Faculty Advisor

Dwayne Accardo, DNP, APRN, CRNA

Document Type


Publication Date

Summer 7-15-2021


Analytical, Diagnostic and Therapeutic Techniques and Equipment | Anesthesia and Analgesia | Anesthesiology | Chemicals and Drugs | Health and Medical Administration | Investigative Techniques | Medical Education | Medical Specialties | Medicine and Health Sciences | Nursing | Perioperative, Operating Room and Surgical Nursing | Pharmaceutical Preparations | Surgery | Surgical Procedures, Operative | Therapeutics


Background Opioid analgesia has become the mainstay for acute pain management in the postoperative setting. However, the use of opioid medications comes with significant risks and side effects. Due to increasing numbers of prescriptions to those with chronic pain, opioid medications have become more expensive while becoming less effective due to the buildup of patient tolerance. The idea of opioid-free analgesic techniques has rarely been breached in many hospitals. Emerging research has shown that opioid-sparing approaches have resulted in lower reported pain scores across the board, as well as significant cost reductions to hospitals and insurance agencies. In addition to providing adequate pain relief, the predicted cost burden of an opioid-free or opioid-sparing approach is significantly less than traditional methods.

Methods The following groups were considered in our inclusion criteria: those who speak the English language, all races and ethnicities, male or female, home medications, those who are at least 18 years of age and able to provide written informed consent, those undergoing inpatient or same-day surgical procedures. In addition, our scoping review includes the following exclusion criteria: those who are non-English speaking, those who are less than 18 years of age, those who are not undergoing surgical procedures while admitted, those who are unable to provide numeric pain score due to clinical status, those who are unable to provide written informed consent, and those who decline participation in the study. Data was extracted by one reviewer and verified by the remaining two group members. Extraction was divided as equally as possible among the 11 listed references. Discrepancies in data extraction were discussed between the article reviewer, project editor, and group leader.

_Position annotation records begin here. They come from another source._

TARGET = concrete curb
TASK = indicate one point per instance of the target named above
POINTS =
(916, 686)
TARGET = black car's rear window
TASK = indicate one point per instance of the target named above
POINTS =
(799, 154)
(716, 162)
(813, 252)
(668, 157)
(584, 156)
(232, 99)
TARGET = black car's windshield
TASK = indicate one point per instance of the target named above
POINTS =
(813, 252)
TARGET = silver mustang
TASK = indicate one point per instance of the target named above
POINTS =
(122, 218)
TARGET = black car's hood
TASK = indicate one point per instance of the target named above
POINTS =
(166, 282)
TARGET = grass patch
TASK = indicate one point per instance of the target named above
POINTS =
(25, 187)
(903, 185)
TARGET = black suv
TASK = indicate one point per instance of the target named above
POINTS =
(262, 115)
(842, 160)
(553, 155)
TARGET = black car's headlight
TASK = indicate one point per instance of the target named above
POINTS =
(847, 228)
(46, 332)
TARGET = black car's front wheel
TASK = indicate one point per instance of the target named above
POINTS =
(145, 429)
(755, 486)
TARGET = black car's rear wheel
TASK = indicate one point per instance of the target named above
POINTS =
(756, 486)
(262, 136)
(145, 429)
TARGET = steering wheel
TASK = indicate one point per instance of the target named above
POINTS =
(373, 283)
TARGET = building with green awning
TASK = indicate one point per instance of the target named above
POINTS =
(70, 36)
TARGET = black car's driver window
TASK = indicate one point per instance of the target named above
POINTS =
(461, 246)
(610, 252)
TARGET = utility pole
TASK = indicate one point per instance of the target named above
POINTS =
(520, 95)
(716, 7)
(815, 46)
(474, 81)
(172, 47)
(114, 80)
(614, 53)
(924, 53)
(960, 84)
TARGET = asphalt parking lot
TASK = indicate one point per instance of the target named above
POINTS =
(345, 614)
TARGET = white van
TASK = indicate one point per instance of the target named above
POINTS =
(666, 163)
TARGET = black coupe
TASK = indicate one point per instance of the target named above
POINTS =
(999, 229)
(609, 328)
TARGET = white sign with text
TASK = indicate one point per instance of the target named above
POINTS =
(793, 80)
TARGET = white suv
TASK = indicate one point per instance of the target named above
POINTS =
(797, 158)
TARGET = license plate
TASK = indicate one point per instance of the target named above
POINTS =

Results We identified nine primary sources addressing the use of ketamine as an alternative to opioid analgesia and post-operative pain control. Our findings indicate a positive correlation between perioperative ketamine administration and postoperative pain control. While this information provides insight on opioid-free analgesia, it also revealed the limited amount of research conducted in this area of practice. The strategies for several of the clinical trials limited ketamine administration to a small niche of patients. The included studies provided evidence for lower pain scores, reductions in opioid consumption, and better patient outcomes.

Implications for Nursing Practice Based on the results of the studies’ randomized controlled trials and meta-analyses, the effects of ketamine are shown as an adequate analgesic alternative to opioids postoperatively. The cited resources showed that ketamine can be used as a sole agent, or combined effectively with reduced doses of opioids for multimodal therapy. There were noted limitations in some of the research articles. Not all of the cited studies were able to include definitive evidence of proper blinding techniques or randomization methods. Small sample sizes and the inclusion of specific patient populations identified within several of the studies can skew data in one direction or another; therefore, significant clinical results cannot be generalized to patient populations across the board.